I woke up this morning surprised, like every other American, that Obama had been awarded the Nobel Peace Prize. I can't say that I'm really happy for him, nor I am I angry that he received it. When I had mentioned this to some coworkers who hadn't heard the news, the first question they asked was, "For what?" Considering that nominations had to be proposed by early February, Obama would have only been in office a few weeks before someone put his name in for consideration. The media were abuzz about this same question and apologists were quick to respond how much better the U.S. is perceived around the world for Obama simply being elected.
Now, I'm not against him receiving this honor just because he's not Bush.
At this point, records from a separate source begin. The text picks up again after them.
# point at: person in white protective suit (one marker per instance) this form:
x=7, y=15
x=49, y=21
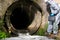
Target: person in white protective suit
x=54, y=17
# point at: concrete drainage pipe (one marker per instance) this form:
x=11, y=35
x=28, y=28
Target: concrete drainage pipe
x=23, y=16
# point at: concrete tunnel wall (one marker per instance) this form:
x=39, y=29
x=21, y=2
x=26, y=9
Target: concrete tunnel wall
x=34, y=20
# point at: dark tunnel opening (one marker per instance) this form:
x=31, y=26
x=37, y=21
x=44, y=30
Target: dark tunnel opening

I'm not against it because he's black. I'm not against it because his aspirations tend to lean towards peaceful resolve (even though after his acceptance remarks he was whisked off to a war planning meeting for Afghanistan). No, I'm against it because now there is a certain obligation for Obama to behave in a certain manner. In a way, the Royal Swedish Academy of Sciences is exerting a certain influence on U.S. foreign policy. If I were the President and had just received the Nobel Peace Prize barely 9 months into my first term, I would feel a lot of undue pressure to live up to the expectations yoked upon me by this foreign organization. Think about it: if the platform of your presidency rested on restoring faith in your country in the eyes of the world, how much confidence would it instill if you received the Nobel Peace Prize and continued to wage war?
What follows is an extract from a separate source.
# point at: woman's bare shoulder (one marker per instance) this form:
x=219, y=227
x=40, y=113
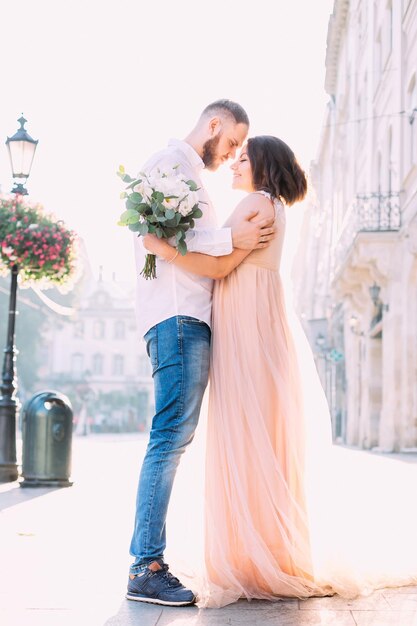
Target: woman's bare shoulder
x=254, y=202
So Obama is now faced with a dilemma: Live up to the Peace Prize's standard of being a 'peace maker' at all costs, or risk violating the spirit of the Prize but continuing the path our nation is currently on. The former has implications for domestic sovereignty and security, whiles the latter risks the nation's perceptions with the rest of the world.
I think the world would have been a better place if they had waited for Obama to deliver on some promises and aspirations and then award it based on performance, instead of meddling with situations that are already quite precarious as they are.